More than that...you are NOT responsible for the price of gelding of this horse. 
His current owner is!
Also realize that if a stallion, hormones remain in the system for as long as 6 months and can affect their personality with other horses in stabling arrangements...
His being a stallion needing gelding and that decision not being left to you...new owner...
He is either represented as a stallion or a gelding in the sale ad...

I just might walk with this controversy unless this horse is so exceptional you can't pass...
For that extra two grand though now being told he has to be more than "just OK"...
_just saying...
:runninghorse2:.....
jmo...
_


----------



## jaydee (May 10, 2012)

I think I would also pass on this one. 
If he's a nice sort of horse I might consider going to see him in a few months time after he's been gelded and see how he rides and behaves but until thats all out of the way its better to not pursue it. You can be looking at other horses in the meantime


----------



## Avna (Jul 11, 2015)

Agree that there are too many complications with this deal.

1. trainer finds horse then backs out of helping you, still wants a fee
2. two prices, one horse. 
3. stallion whose gelding would be at your expense

Nope. There are _so many_ wonderfully nice horses in that price range. Pass on this one.


----------



## Avna (Jul 11, 2015)

Agree that there are too many complications with this deal.
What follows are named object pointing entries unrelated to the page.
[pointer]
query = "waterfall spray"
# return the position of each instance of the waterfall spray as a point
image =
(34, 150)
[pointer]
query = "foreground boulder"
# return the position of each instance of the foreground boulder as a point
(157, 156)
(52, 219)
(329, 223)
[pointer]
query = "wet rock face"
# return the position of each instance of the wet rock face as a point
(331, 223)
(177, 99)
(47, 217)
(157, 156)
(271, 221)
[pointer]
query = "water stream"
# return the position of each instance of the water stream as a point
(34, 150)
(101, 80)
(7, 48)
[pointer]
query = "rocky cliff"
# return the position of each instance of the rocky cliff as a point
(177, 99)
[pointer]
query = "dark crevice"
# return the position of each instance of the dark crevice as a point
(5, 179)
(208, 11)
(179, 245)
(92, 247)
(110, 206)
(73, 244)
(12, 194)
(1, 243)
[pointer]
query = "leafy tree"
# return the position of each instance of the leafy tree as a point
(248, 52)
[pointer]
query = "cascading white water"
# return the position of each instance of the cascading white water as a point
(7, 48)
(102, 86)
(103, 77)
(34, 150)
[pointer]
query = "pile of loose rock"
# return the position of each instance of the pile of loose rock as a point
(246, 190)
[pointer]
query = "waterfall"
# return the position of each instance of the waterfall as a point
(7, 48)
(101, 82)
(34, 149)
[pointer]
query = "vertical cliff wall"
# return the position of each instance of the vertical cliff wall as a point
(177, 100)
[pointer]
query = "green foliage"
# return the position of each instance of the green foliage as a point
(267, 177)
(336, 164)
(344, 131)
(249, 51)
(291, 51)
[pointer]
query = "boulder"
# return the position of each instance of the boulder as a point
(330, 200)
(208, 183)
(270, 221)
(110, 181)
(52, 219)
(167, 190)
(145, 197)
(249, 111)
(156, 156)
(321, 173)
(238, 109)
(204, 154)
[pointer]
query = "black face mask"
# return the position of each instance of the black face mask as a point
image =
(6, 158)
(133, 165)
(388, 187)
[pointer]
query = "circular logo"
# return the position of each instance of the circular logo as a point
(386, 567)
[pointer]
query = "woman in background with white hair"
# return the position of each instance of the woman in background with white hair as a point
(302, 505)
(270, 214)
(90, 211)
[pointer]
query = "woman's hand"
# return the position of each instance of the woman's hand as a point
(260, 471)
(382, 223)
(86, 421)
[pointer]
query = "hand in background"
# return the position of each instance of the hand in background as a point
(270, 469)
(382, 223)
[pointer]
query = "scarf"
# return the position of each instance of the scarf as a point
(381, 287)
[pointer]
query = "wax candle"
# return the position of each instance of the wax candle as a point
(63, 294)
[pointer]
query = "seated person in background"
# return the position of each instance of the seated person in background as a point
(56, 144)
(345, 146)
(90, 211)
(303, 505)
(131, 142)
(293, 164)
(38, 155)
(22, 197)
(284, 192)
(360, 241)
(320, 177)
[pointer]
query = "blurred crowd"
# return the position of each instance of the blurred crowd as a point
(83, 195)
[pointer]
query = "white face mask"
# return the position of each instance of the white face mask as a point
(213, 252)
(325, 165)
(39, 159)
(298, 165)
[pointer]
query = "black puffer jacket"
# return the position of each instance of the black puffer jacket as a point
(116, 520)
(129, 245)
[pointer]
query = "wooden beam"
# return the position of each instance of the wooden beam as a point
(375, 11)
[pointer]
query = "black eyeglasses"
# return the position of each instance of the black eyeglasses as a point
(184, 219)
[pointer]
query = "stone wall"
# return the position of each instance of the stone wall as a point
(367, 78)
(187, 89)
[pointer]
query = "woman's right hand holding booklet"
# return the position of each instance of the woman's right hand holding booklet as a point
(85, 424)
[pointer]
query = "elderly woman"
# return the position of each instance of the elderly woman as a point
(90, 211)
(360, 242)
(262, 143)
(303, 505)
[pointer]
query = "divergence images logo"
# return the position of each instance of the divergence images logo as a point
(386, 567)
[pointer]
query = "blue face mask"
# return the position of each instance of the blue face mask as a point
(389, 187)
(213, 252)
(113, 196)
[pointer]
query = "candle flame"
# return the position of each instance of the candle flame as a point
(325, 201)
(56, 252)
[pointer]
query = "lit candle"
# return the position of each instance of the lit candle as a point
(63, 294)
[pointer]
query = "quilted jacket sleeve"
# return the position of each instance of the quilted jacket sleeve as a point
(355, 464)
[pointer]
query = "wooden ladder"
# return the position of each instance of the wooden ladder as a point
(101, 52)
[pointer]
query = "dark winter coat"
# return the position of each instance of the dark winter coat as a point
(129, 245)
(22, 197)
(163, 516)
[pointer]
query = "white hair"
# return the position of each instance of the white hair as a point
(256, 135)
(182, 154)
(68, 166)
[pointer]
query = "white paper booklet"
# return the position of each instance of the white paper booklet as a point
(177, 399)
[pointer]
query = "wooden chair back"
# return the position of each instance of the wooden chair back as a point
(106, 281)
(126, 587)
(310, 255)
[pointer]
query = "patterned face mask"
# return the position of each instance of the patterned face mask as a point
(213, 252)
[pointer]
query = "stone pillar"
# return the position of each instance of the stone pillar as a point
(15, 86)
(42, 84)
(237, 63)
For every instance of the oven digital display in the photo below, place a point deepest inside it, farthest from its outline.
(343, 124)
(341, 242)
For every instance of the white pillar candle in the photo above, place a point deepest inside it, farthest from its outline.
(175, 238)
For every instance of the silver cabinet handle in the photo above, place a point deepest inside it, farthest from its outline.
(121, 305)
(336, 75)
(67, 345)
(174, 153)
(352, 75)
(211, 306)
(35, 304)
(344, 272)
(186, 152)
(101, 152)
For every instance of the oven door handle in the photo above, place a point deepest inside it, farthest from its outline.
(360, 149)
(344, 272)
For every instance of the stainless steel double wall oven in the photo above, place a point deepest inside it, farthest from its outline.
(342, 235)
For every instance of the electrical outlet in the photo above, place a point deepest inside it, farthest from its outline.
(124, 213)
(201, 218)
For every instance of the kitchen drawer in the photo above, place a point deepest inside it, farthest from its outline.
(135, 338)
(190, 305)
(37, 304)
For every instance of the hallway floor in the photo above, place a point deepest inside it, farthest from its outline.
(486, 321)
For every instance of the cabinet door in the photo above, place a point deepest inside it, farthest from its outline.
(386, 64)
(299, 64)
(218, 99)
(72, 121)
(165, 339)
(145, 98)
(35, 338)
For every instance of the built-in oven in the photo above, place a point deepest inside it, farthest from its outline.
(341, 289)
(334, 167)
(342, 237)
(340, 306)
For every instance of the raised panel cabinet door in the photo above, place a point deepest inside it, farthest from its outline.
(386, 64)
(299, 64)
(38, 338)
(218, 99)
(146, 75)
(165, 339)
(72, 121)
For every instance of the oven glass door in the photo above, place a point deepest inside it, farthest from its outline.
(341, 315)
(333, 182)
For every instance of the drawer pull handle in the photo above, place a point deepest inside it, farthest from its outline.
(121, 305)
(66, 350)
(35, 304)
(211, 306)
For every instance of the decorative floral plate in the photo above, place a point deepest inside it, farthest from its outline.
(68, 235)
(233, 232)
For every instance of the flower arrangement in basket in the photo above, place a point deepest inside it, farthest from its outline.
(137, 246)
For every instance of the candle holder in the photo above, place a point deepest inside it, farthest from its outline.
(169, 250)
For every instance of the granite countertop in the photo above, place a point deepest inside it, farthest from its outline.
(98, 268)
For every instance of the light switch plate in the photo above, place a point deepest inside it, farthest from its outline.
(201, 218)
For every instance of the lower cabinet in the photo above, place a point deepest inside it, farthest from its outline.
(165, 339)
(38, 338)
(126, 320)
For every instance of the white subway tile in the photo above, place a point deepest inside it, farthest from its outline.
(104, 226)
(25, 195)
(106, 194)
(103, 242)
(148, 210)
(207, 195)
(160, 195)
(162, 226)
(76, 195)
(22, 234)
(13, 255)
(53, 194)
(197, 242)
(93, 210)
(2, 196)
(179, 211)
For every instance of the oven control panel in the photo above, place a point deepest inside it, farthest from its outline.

1. trainer finds horse then backs out of helping you, still wants a fee
2. two prices, one horse. 
3. stallion whose gelding would be at your expense

Nope. There are _so many_ wonderfully nice horses in that price range. Pass on this one.

If they accepted an offer of $6000 AFTER he'd been gelded AND recovered from it, I'd consider it.


----------



## Acadianartist (Apr 21, 2015)

I would also worry about the fact that the sellers seem to be trying to take advantage of you. Why tell you he's $8500, then list him for $6500 to the general public? I don't get it. That dishonestly alone would cause me to walk away. As others have said, for that kind of money, you can get a truly amazing horse without all these complications.

I also paid my trainer a set fee to look at horses. Sometimes she came with me and if she had to travel, I'd pay her gas. Sometimes if she couldn't come, I'd send her videos. When I bought my horses, I gave her a flat fee.


----------



## q horse (Mar 7, 2009)

I too believe you should pass. So much confusion and misinformation. Actually sounds a little shady. 
If the website says $6500.00 why do they want $8500.00?
Seriously I am confused.


----------



## jakerunning (Mar 27, 2017)

Yes, we both agreed that he would be gelded so this wasn't an issue. But I am going to walk away from it because I saw that the trainer was leaving the facility in May and didn't even tell me. Too many complications. I asked the trainer if she was leaving and she never responded. Bad deal all around. Ill save my money and when its right it will be right. The horse was very nice I felt he was worth the price but WAY too many issues.


----------



## q horse (Mar 7, 2009)

I think you made a great decision, buying should be fun and fairly easy. you should not have to look over your shoulder all the time. Good luck, your perfect horse is out there.


----------